The plagues escalated in severity and specificity. The first affected the river; the last affected families. The message was clear: the God of Israel is lord of creation, and no power on earth can hold his people when he acts to deliver them.
Passover and the Red Sea
The Passover is the climax of the plagues. Each Israelite household slaughtered a lamb and put its blood on the doorposts. The angel of death passed over every home marked with blood. This event became the central Jewish festival and the background for the Christian understanding of the cross.
After the Passover, Pharaoh released the Israelites, then pursued them to the Red Sea. God parted the waters, Israel crossed on dry ground, and the Egyptian army was destroyed. The song of Moses in Exodus 15 is one of the oldest poems in the Bible.
The Exodus and the rest of the Bible
The prophets constantly recalled the Exodus as proof of God's power and faithfulness. The Psalms celebrate it. Isaiah describes a new exodus from Babylonian exile. Jesus celebrated Passover at the Last Supper and was crucified during the festival.

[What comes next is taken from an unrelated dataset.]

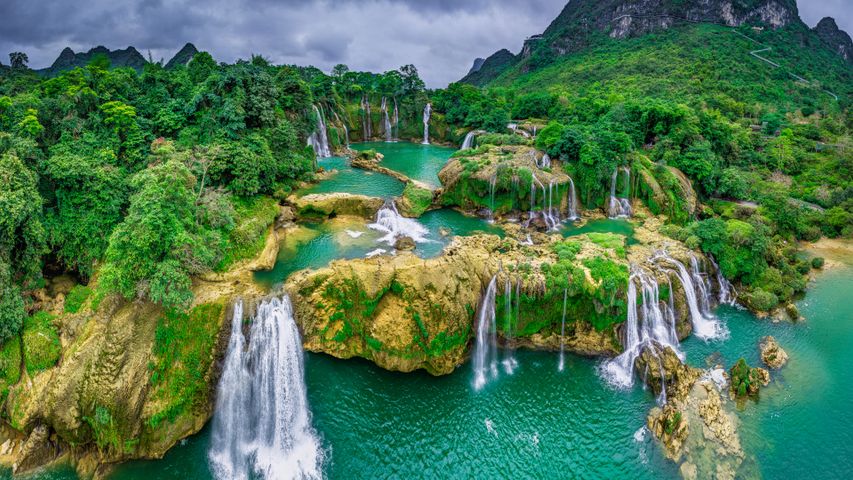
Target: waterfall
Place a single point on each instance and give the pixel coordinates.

The Exodus provides the Bible's core vocabulary for salvation: bondage, liberation, covenant, journey, and promised land. To understand the Bible, you must understand the Exodus. It is the story the rest of Scripture keeps retelling.
Key passages
"And God said unto Moses, I AM THAT I AM: and he said, Thus shalt thou say unto the children of Israel, I AM hath sent me unto you."
I AM THAT I AM: and he said, Thus shalt thou say unto the children of Israel, I AM hath sent me unto you.
"And the blood shall be to you for a token upon the houses where ye are: and when I see the blood, I will pass over you, and the plague shall not be upon you to destroy you, when I smite the land of Egypt."
When I see the blood, I will pass over you.
"And Moses stretched out his hand over the sea; and the LORD caused the sea to go back by a strong east wind all that night, and made the sea dry land, and the waters were divided."
The Lord caused the sea to go back by a strong east wind all that night.